US lawmakers criticise China on trade
AFP, Washington
US lawmakers bashed China on Wednesday, accusing it of engaging in unfair trade that inflated the US deficit and stole American jobs. Members of the House of Representatives trade panel lashed out at Beijing over the US trade gap with China, which amounted to 124 billion dollars in 2003 and appeared to be growing in 2004. In January alone, the US deficit with China came to 11.5 billion dollars, Commerce Department figures showed. "A healthy bilateral trading relationship with deficits of this magnitude is not sustainable in the long term," warned the panel chairman, Republican representative Cliff Stearns.
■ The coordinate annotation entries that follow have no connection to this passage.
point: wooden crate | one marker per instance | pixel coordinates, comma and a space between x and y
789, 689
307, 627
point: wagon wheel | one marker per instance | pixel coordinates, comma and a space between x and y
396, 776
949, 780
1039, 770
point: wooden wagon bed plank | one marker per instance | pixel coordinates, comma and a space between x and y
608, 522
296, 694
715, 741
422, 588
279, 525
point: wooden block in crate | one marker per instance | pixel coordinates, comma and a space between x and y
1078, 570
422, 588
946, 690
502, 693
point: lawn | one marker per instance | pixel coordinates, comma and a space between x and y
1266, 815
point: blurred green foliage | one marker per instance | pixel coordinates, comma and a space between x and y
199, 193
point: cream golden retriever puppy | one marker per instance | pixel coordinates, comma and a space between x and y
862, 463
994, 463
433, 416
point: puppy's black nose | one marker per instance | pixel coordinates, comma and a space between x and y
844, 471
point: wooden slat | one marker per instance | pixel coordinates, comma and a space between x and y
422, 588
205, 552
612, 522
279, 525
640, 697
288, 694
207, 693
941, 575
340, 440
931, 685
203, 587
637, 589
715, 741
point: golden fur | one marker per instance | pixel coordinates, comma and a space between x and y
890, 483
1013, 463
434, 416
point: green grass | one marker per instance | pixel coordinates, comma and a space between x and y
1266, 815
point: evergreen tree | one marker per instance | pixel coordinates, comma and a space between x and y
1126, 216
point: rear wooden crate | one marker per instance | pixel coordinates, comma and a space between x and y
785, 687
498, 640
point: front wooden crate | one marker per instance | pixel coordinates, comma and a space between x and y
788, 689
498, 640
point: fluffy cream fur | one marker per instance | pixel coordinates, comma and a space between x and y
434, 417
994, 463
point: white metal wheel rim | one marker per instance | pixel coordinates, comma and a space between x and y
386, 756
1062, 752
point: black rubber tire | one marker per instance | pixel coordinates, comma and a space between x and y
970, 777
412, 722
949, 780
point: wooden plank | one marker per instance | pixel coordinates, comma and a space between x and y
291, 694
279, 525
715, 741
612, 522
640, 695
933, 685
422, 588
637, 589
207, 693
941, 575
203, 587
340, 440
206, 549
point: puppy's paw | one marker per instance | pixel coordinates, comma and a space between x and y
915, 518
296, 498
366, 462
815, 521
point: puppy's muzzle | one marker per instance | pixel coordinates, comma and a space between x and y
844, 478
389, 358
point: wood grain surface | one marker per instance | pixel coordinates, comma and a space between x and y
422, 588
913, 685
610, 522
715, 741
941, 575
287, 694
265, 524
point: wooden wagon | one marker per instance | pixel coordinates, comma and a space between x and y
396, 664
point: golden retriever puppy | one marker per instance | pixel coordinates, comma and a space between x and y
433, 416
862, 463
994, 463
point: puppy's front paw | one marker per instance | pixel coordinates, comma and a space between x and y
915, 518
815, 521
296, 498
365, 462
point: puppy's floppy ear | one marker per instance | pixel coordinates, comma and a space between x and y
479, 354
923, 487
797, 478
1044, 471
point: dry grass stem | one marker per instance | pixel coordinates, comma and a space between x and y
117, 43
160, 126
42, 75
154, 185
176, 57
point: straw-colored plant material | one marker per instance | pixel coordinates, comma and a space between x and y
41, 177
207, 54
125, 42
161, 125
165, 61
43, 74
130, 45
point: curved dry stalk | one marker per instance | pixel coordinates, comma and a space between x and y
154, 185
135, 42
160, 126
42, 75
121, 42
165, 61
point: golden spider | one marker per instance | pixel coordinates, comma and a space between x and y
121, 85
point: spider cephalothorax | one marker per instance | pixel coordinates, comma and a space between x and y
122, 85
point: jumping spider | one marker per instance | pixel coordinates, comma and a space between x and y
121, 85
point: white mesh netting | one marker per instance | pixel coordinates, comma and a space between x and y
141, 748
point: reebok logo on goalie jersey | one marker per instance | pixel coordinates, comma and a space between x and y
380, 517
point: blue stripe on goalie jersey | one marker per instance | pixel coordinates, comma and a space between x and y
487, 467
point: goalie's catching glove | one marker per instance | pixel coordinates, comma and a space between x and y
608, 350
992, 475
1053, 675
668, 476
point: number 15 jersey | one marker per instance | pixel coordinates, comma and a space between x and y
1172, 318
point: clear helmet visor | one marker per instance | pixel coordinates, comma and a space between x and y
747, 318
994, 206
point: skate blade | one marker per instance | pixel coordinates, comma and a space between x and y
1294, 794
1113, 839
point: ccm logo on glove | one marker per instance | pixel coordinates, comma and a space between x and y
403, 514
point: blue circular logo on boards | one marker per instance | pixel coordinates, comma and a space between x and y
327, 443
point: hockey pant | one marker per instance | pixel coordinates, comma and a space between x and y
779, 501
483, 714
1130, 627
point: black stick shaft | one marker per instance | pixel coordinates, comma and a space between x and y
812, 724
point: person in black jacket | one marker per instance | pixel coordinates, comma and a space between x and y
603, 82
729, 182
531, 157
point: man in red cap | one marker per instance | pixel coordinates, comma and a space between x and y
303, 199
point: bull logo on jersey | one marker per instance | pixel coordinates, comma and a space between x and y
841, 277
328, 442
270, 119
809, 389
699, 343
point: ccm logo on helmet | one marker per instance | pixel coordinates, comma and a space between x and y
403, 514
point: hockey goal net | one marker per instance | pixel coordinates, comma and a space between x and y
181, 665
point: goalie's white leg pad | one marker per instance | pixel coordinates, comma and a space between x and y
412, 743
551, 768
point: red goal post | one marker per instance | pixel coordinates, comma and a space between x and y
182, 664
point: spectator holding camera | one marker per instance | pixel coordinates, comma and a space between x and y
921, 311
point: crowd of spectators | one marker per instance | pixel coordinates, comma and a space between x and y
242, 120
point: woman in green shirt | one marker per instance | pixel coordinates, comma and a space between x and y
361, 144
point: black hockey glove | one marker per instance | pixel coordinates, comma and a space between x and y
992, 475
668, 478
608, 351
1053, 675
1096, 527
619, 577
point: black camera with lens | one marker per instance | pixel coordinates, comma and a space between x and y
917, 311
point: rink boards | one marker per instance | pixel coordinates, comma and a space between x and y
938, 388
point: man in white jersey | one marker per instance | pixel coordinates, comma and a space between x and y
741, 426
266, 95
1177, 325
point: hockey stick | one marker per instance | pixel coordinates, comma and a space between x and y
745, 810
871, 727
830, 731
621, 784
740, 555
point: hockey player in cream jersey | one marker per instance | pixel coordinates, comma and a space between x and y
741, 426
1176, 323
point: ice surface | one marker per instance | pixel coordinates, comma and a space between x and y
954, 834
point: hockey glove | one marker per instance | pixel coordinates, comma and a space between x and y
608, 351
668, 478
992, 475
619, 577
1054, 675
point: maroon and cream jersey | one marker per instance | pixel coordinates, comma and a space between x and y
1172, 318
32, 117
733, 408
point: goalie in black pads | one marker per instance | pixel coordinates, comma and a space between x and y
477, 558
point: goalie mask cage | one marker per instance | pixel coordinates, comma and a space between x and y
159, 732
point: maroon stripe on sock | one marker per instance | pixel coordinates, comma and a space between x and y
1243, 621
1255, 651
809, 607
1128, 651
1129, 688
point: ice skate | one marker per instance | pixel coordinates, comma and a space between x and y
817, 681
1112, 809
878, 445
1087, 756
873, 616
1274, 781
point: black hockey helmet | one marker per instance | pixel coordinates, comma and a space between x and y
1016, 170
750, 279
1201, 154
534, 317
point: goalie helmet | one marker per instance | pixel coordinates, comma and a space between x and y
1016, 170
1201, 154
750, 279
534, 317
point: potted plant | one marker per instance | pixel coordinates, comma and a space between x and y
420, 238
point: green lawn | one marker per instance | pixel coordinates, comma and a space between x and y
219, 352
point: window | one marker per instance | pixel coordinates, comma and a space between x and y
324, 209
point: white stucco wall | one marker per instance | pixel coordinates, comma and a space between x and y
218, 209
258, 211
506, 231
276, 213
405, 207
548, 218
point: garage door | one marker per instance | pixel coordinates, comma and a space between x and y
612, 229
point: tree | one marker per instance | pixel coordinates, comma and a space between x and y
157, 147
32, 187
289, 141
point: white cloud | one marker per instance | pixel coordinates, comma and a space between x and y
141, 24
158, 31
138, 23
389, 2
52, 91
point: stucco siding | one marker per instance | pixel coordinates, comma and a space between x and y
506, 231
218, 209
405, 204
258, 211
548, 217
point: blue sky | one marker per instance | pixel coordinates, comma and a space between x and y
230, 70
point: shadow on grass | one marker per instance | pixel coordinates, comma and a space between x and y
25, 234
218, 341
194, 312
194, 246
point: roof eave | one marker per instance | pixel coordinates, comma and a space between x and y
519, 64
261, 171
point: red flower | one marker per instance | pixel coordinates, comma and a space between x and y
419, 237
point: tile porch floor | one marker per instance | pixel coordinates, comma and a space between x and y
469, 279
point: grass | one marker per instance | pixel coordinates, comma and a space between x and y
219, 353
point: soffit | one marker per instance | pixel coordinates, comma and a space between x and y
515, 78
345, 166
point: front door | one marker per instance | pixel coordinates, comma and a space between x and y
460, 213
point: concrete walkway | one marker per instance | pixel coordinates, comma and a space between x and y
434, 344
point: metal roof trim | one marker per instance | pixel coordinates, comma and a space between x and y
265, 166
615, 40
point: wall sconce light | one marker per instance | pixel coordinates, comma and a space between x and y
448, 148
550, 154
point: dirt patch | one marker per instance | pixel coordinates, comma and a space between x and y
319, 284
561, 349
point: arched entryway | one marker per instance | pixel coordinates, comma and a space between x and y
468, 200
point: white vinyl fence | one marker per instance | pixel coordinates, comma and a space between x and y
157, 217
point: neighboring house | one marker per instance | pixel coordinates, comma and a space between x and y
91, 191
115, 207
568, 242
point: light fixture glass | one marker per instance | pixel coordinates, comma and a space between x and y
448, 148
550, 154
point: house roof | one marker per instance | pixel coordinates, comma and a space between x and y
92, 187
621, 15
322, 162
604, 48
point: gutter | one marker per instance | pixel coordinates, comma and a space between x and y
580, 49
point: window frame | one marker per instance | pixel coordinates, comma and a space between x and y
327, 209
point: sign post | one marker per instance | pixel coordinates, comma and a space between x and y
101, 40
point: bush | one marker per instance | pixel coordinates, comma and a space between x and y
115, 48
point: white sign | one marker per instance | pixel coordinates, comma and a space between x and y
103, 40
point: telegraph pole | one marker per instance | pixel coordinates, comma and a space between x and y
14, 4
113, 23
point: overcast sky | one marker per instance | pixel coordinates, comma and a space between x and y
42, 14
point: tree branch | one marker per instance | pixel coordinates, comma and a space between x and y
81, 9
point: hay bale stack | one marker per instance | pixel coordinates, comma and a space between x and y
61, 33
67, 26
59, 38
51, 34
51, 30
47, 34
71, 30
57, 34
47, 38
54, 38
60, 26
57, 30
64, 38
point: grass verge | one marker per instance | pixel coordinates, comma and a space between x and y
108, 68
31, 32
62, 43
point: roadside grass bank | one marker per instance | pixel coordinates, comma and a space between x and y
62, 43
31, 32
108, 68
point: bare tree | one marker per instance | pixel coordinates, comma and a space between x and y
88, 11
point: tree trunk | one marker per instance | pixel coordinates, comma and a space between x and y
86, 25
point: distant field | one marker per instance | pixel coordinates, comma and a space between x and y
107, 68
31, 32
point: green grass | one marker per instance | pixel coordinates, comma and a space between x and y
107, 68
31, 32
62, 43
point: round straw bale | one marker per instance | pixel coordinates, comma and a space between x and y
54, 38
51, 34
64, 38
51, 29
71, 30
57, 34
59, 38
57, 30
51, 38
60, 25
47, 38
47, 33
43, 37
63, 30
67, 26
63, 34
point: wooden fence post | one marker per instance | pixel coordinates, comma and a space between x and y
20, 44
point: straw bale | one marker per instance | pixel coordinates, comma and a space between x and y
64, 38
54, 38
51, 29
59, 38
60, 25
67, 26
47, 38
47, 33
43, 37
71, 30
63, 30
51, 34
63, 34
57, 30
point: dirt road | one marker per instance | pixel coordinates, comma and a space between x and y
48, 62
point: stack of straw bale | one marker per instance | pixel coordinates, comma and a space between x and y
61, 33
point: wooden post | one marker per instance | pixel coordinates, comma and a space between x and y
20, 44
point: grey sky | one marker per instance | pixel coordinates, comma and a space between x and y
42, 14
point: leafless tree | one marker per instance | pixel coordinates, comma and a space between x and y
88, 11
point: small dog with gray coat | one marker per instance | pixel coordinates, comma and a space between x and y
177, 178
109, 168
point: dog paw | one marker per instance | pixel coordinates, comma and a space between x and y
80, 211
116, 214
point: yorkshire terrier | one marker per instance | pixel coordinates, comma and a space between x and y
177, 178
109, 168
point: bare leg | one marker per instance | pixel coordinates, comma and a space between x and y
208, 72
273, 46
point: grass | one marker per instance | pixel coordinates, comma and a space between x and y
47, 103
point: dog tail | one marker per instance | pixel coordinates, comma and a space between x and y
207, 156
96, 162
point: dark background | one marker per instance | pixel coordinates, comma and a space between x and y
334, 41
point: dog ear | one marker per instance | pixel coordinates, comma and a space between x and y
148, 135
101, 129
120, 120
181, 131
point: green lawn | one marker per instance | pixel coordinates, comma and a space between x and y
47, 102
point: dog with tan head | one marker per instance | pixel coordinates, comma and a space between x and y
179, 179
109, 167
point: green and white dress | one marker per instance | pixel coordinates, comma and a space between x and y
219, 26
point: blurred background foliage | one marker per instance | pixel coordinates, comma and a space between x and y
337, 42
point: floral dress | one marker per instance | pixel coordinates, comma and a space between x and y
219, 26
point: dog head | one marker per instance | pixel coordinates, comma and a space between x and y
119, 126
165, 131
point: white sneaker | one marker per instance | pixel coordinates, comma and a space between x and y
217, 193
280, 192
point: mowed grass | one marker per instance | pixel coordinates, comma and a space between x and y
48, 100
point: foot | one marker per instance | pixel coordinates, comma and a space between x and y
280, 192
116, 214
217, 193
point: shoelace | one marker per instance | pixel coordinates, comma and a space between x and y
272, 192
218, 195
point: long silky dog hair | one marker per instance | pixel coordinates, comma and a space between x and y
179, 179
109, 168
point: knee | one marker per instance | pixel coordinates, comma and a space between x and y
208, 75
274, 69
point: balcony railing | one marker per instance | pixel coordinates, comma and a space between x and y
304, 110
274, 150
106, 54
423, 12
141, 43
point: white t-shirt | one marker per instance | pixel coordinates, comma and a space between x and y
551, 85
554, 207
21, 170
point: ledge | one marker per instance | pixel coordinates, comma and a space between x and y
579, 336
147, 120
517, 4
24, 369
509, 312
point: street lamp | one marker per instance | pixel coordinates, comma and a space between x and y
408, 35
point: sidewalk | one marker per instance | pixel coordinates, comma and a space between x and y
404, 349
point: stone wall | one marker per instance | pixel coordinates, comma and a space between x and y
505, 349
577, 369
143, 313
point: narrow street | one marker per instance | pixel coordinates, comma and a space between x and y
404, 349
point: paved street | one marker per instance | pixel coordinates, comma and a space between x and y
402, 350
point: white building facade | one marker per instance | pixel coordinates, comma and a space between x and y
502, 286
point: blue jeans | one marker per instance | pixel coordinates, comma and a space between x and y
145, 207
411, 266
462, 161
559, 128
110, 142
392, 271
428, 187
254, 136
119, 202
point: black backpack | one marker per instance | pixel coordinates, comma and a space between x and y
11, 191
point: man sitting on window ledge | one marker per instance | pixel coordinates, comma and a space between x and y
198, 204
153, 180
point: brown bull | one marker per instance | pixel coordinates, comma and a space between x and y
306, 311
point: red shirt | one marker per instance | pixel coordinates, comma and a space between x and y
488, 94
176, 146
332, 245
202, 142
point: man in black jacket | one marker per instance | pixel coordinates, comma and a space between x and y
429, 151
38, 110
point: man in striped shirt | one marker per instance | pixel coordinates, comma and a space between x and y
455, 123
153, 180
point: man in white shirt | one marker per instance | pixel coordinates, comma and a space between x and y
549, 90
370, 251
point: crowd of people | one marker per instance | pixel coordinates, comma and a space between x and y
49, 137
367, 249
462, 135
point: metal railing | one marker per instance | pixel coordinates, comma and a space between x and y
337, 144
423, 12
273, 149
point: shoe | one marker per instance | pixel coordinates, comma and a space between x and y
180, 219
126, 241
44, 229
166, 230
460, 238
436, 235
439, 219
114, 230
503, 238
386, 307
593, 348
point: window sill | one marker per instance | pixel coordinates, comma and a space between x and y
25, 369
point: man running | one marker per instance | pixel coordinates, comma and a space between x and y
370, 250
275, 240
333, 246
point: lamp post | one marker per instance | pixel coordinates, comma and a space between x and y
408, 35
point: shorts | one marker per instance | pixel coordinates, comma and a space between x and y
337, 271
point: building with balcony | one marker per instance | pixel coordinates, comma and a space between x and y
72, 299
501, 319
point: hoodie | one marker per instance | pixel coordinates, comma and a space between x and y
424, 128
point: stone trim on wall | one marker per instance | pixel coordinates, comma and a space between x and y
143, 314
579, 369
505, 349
Chinese piracy of US intellectual property cost the United States more than one billion dollars a year, Stearns told the panel, held in the run up to a US-China joint commission on trade from April 21-22. "This is a real problem for US exports, and if remedied would help in balancing the US-China trade deficit," he said. "In short, my colleagues, we are buying Chinese products, they are stealing many of ours." Fellow Republican Fred Upton, representative for Michigan, said he supported free trade. "However, with respect to China it does seem like something has gone awry. In fact, the playing field looks so uneven, I don't blame folks back home for wanting to plow it over," he said. "Our trade deficit with China is beyond the point of acceptability," Upton complained. The United States had expected China to stick to fair trade rules once it joined the WTO in December 2001, Upton said. "It doesn't seem like that is happening when we watch jobs continuing to move there on a routine basis," he said. Deputy US Trade Representative Charles Freeman said protection of intellectual property rights (IPR) in China appeared to be weakening. "There's no getting around it: Intellectual property rights in China are not well protected. Enforcement of IPR is very, very lax, and piracy is absolutely rampant," Freeman said. China had implemented the WTO agreement on trade-related aspects of intellectual property rights (TRIPS) in 2001, but the actual level of piracy had increased, he said.